I'll do some more tests. The 5V UPS for the Raspi is a 72WAh providing 12V for the router and 5V for the raspi. It is capable of running both devices for more than 6 hours. So internet is still available in case of power shortage. But it does not have any management interface.

ne20002 avatar Jul 06 '24 07:07 ne20002

Ok, no luck so far.

I added a dummy ups to the control node and set the Eaton as primary and the dummy as secondary. This prevents the control node from being shutdown, it continues to work. But the secondary on the server does not get a FSD. The events go:

  1. on battery (control node, server)
  2. low battery (control node), shutdown (server) -> ups is not switched of

I then added a '/usr/sbin/upsmon -c fsd' in the upssched event for low battery

  1. on battery (control node, server)
  2. low battery (control node)
  3. shutdown (server)
  4. forced shutdown (server)
  5. shutdown (control node)
  6. SHUTDOWNCMD (control node)

This causes nut-monitor to be stopped. Also it does not seem to wait for the server as the ups is been switched of before the server is shut down. The primary did not wait the HOSTSYNC. On the control node the /etc/killpower has been written causing the server to be shut down immediately after power restored. It needed the control node to restart to clean this up.

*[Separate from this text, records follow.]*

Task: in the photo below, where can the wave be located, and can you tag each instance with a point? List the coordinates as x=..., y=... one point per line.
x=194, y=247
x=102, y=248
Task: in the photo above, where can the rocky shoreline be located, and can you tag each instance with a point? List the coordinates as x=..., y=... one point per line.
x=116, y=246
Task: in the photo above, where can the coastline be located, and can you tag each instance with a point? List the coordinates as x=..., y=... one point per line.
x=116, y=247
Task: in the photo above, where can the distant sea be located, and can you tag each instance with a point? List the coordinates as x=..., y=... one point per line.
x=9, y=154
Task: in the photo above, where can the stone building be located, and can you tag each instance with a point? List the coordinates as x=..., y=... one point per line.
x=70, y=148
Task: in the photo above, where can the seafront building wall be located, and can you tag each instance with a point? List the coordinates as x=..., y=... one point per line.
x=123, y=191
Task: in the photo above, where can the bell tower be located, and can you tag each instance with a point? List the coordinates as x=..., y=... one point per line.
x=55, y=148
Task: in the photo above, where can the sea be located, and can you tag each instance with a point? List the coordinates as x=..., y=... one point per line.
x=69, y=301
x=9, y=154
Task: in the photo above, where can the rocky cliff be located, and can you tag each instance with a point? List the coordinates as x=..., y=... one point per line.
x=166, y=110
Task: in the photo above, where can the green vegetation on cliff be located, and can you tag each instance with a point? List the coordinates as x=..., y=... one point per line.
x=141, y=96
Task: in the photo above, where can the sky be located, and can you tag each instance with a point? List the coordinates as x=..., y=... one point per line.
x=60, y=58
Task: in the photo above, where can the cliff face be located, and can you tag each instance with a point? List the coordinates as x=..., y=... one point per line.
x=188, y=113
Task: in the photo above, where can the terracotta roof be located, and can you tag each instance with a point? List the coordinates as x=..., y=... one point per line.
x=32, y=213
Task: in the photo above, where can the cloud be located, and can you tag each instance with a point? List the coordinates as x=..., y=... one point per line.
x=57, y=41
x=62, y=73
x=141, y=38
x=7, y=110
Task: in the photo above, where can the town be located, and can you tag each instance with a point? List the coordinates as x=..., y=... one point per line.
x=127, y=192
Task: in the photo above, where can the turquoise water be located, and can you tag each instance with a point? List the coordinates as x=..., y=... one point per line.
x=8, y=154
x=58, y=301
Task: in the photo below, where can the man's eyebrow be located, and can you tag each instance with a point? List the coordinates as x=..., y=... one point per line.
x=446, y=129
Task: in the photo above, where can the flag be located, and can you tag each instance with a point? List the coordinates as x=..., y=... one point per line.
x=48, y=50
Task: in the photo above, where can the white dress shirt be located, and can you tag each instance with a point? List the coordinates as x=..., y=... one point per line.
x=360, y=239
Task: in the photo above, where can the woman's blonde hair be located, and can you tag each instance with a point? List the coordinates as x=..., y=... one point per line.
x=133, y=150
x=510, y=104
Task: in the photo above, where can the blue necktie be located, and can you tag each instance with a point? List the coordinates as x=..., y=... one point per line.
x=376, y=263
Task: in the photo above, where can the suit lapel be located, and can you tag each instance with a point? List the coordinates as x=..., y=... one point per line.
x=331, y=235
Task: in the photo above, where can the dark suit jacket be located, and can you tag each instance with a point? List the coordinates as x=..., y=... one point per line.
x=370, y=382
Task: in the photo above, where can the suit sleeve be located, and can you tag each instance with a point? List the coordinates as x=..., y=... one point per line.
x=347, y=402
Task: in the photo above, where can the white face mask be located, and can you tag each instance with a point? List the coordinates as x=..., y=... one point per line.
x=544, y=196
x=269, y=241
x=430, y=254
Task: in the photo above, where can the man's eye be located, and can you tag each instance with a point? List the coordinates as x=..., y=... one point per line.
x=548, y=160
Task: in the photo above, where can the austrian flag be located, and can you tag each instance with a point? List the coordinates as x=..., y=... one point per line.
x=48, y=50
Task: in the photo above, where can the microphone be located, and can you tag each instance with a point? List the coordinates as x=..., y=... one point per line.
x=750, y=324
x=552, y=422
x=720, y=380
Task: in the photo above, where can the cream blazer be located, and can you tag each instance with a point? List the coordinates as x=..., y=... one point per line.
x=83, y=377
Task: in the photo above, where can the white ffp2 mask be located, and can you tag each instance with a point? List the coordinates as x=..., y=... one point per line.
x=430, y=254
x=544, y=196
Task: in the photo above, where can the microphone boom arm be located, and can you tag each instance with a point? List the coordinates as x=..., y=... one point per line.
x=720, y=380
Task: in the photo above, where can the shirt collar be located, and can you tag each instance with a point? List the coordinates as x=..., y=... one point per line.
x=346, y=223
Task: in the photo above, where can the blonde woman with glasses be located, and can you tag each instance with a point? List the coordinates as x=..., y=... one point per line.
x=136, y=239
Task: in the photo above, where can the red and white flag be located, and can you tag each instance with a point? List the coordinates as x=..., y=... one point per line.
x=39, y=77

I will do one more test with disabling the /etc/killpower file. If this is not working I will connect the UPS to the currently server and need to buy two more UPS, one for each server.

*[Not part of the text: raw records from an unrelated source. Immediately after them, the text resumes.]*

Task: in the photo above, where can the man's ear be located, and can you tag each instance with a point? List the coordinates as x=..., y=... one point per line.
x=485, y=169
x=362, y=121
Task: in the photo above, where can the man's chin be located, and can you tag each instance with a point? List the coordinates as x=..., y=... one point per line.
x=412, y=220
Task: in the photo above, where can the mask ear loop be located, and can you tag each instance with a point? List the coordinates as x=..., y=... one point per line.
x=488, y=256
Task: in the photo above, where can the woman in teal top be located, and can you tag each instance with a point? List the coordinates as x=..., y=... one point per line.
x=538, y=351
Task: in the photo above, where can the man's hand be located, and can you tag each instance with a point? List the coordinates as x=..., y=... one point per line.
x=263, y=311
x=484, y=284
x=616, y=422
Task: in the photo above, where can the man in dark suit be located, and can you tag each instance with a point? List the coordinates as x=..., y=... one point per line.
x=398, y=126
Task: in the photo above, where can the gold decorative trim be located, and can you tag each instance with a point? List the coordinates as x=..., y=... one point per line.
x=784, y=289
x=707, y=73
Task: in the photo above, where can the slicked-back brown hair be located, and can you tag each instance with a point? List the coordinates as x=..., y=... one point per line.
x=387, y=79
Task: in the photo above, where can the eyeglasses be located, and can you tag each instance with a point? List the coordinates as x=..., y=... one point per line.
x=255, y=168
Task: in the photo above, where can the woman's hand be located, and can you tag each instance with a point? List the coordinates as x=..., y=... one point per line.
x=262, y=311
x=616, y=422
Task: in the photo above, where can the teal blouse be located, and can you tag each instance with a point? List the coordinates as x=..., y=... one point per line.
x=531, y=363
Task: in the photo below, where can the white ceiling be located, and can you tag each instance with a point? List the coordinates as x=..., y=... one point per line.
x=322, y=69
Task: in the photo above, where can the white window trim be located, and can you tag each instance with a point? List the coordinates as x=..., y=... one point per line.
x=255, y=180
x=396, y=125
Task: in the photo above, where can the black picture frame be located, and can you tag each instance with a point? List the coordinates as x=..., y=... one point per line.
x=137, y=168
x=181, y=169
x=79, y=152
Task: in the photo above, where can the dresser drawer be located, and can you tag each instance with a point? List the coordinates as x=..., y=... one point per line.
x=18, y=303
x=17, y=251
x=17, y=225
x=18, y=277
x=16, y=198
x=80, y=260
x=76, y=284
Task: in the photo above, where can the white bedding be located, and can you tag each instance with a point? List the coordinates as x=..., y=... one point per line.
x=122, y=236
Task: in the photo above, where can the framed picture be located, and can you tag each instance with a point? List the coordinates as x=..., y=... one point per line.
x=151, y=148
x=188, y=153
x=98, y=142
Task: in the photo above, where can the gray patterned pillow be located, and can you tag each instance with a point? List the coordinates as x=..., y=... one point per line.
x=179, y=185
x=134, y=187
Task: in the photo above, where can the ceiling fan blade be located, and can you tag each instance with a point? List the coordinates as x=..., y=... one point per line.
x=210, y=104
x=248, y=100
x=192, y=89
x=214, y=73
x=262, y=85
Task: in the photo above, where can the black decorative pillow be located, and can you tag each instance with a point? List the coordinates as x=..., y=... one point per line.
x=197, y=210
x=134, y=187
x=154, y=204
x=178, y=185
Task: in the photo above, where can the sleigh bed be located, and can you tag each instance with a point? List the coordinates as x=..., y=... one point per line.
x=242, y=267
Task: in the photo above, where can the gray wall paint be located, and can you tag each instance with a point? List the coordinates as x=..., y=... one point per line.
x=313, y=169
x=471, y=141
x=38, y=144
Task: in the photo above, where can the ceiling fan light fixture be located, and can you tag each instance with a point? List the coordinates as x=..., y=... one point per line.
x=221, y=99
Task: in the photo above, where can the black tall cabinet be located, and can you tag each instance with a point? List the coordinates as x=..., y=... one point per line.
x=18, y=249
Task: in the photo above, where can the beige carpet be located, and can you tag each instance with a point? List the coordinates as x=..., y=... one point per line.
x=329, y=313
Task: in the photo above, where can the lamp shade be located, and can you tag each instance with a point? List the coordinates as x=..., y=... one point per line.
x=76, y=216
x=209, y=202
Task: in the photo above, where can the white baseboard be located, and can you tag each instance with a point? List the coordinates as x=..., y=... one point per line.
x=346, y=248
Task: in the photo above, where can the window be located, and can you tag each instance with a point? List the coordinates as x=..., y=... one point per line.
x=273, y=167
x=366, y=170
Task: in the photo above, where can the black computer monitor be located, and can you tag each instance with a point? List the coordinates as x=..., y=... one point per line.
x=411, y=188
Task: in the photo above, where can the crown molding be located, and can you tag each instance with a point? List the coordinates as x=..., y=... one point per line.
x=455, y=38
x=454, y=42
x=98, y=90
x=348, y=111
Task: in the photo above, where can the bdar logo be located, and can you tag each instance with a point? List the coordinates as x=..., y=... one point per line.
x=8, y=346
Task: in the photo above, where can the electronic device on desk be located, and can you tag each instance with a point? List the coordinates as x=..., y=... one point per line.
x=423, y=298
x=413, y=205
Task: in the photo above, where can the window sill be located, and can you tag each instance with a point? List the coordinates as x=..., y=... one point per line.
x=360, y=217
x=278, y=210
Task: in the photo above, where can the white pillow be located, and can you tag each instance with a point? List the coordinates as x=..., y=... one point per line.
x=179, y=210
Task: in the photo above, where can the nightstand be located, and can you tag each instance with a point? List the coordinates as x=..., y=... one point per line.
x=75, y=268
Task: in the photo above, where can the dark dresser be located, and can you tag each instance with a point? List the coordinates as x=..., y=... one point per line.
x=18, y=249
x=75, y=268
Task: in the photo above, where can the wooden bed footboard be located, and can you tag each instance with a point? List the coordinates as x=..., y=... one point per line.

It's Debian bookworm with nut 2.8.0.

ne20002 avatar Jul 06 '24 11:07 ne20002

I will continue with the setup and go without the fsd mechanism. I will shutdown the servers on low battery event (this works out of the box) and will start a timer on the control node (Raspi) with upssched to shutdown the ups after given enough time to the servers. Not as good as being able to wait for the server shutdowns before switching off the ups but should work.

ne20002 avatar Jul 06 '24 12:07 ne20002